A total of 64 patients were operated on for a SFTP. Twenty-eight patients were males (43.7%) and 36 females (56.3%). Mean age at surgery was 61.7 years (range 35–83 years). Thirty-one (48.4%) patients were smokers or had a history of smoking.

Thirteen patients (20.3%) were symptomatic at diagnosis with predominant symptoms being cough and chest pain. No patients reported a history of asbestos exposure (Table 3).

All patients underwent chest X-rays and CT scans of the chest. Positron emission tomography was performed in 12 cases (18.8%).

Fifty tumours (78.1%) were based on the visceral pleura and 14 (21.9%) arose from the parietal pleura. Thirty-five tumours (54.9%) were pedunculated while 29 (45.3%) were broad based. Among tumours arising from visceral pleura, five (7.8%) showed a prevalent intrapulmonary growth (“inverted fibroma”).

The tumour was right-sided in 30 patients (46.8%) and left-side in 34 (53.2%). The lesions had a median diameter of 60 mm, the smallest tumour was 10 mm at maximum diameter and the largest was 380 mm (interquartile range: IQR-40–130 mm) (Figure 6).

The Charlson comorbidity index (CCI) is reported for all patients in Table 3.

Local excision of the pleural tumour was accomplished in 57 patients (89%). In two (3.1%) cases a wedge resection was performed and in seven patients (10.9%) an anatomical resection was required (three lobectomies, one pneumonectomy and one segmentectomy).
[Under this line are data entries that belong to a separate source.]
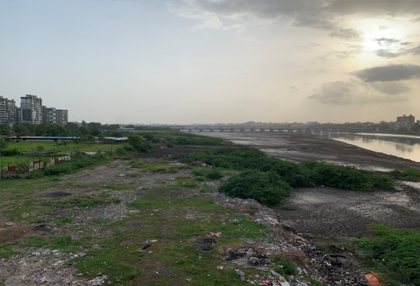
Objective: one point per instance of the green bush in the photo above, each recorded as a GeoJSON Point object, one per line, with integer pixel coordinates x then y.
{"type": "Point", "coordinates": [265, 187]}
{"type": "Point", "coordinates": [139, 144]}
{"type": "Point", "coordinates": [407, 174]}
{"type": "Point", "coordinates": [396, 254]}
{"type": "Point", "coordinates": [214, 174]}
{"type": "Point", "coordinates": [121, 151]}
{"type": "Point", "coordinates": [307, 174]}
{"type": "Point", "coordinates": [78, 161]}
{"type": "Point", "coordinates": [10, 152]}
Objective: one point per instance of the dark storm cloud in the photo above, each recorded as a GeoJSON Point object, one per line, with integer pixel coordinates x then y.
{"type": "Point", "coordinates": [389, 73]}
{"type": "Point", "coordinates": [351, 93]}
{"type": "Point", "coordinates": [375, 7]}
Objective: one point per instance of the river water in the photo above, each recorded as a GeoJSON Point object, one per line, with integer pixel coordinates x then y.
{"type": "Point", "coordinates": [404, 146]}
Resection of the SFTP was performed through a thoracotomy in 51 cases (79.7%); VATS in nine cases (14.1%), and sternotomy in four cases (6.2%).

Histologically free margins were obtained in 63 cases (R0 residual disease). No patient was administered a neo-adjuvant or an adjuvant treatment.
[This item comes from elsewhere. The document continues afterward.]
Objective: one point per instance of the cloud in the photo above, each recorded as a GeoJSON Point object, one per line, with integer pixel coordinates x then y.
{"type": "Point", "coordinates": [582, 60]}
Major postoperative complications included two atrial fibrillations, both treated with amiodarone, severe anaemia (two patients) with requirement of blood transfusions, one acute respiratory failure. Minor complications included subcutaneous emphysema (one patient), persistent air-leak from the chest drain (one patient) and atelectasis (one patient).
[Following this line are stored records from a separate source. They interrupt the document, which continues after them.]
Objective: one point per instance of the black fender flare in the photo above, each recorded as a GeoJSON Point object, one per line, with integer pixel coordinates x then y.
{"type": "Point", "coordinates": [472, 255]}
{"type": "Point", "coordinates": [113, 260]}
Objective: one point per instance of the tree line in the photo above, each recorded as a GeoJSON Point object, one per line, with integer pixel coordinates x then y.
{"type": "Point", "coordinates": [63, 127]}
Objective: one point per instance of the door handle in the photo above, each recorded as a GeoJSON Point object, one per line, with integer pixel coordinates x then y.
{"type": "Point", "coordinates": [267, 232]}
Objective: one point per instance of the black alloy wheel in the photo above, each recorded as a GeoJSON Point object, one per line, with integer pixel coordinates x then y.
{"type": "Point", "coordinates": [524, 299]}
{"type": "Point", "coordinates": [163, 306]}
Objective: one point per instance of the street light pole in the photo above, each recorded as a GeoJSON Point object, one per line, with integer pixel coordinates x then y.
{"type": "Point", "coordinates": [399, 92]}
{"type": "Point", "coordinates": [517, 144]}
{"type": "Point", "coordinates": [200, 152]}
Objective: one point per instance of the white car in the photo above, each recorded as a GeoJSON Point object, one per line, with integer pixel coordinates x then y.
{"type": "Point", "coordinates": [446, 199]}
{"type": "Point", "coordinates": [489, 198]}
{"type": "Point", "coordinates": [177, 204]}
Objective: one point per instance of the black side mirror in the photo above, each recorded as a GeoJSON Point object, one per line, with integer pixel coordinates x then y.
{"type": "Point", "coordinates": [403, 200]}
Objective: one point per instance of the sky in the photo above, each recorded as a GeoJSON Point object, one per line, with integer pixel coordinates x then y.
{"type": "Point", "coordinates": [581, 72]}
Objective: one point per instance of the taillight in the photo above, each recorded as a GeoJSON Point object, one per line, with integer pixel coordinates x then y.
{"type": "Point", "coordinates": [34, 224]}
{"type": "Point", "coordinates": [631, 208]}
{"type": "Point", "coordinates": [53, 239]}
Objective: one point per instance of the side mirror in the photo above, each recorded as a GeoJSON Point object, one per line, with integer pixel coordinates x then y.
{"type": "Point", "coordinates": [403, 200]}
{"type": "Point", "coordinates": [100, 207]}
The histological analysis of the tumours, including Ki67% and mitosis is reported in Table 4.

All patients were evaluated as part of postoperative and oncological follow-up with clinical examination and chest X-ray after one and 6 months. Chest CT scan was performed every year for the first 5 years after surgery. After the first 5 years, an annual chest X-ray was recommended, or at the discretion of the general practitioner in the event of a new onset of symptoms. The annual examination is generally extended up to 15 years due to possible late onset of recurrences.

After a median follow-up of 135 months (IQR 49.2–198), 22 patients died (34.4%) and 42 are alive (65.6%). The mean disease-free interval (DFI) was 28.9 months (range: 8.7–106.1 months). In eight patients (12.5%) a single recurrence was reported while, in one patient two consecutive recurrences were identified.